Why does putting a dot after the URL remove login information? - hadrien01
https://superuser.com/questions/1467958/why-does-putting-a-dot-after-the-url-remove-login-information
======
parliament32
>Adding the dot to the end of the domain name makes it an absolute fully-
qualified domain name instead of just a regular fully-qualified domain name,
and most browsers treat absolute domain names as being a different domain from
the equivalent regular domain name (I'm not sure why they do this though).

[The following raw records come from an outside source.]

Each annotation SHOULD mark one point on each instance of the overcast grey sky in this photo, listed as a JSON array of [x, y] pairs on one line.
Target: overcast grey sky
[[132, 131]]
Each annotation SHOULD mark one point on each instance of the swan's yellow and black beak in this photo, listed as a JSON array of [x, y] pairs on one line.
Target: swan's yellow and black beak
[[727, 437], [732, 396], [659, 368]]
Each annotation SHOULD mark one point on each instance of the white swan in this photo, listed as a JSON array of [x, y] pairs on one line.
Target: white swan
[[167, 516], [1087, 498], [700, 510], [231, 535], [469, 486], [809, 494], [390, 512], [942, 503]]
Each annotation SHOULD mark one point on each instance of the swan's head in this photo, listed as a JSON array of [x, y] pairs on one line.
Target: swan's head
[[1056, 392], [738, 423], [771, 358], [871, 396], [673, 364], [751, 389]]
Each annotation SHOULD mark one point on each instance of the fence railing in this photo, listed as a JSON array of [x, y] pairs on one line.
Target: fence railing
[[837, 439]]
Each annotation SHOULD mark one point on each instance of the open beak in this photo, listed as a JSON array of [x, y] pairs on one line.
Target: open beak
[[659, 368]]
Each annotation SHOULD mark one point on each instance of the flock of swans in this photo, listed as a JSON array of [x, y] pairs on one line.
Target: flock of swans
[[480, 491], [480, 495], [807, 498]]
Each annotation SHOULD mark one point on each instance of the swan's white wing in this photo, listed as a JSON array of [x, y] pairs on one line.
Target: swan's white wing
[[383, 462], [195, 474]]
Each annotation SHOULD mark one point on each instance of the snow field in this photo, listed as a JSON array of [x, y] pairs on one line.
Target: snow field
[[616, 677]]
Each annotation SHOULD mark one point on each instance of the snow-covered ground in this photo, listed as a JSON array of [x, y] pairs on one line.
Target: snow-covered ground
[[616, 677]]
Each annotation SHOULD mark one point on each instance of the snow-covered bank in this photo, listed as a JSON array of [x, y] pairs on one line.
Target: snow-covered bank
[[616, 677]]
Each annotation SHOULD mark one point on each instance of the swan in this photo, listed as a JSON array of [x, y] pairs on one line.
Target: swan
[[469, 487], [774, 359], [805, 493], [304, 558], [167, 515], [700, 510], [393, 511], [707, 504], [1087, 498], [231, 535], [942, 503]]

This is because it technically could be a different site. The computer's local
domain is used first.

Pretend you have a company intranet, with the TLD of "company.". You can
access [http://intranet.payroll.company](http://intranet.payroll.company).
Because your computer is set up with "domain: company", you can just put
"[http://intranet.payroll"](http://intranet.payroll") into your web browser
and it'll navigate to
"[http://intranet.payroll.company"](http://intranet.payroll.company") just
fine.

Now some new fancy TLDs come out, and someone registers ".payroll". You type
"[http://intranet.payroll"](http://intranet.payroll") into your browser -- did
you mean "intranet.payroll." or "intranet.payroll.company."? That's a
subjective decision made by your web browser... but if you include the latter
"." at the end of the domain, you're telling the browser "this is an absolute
domain, do not auto-append my local domain or search domain or anything else".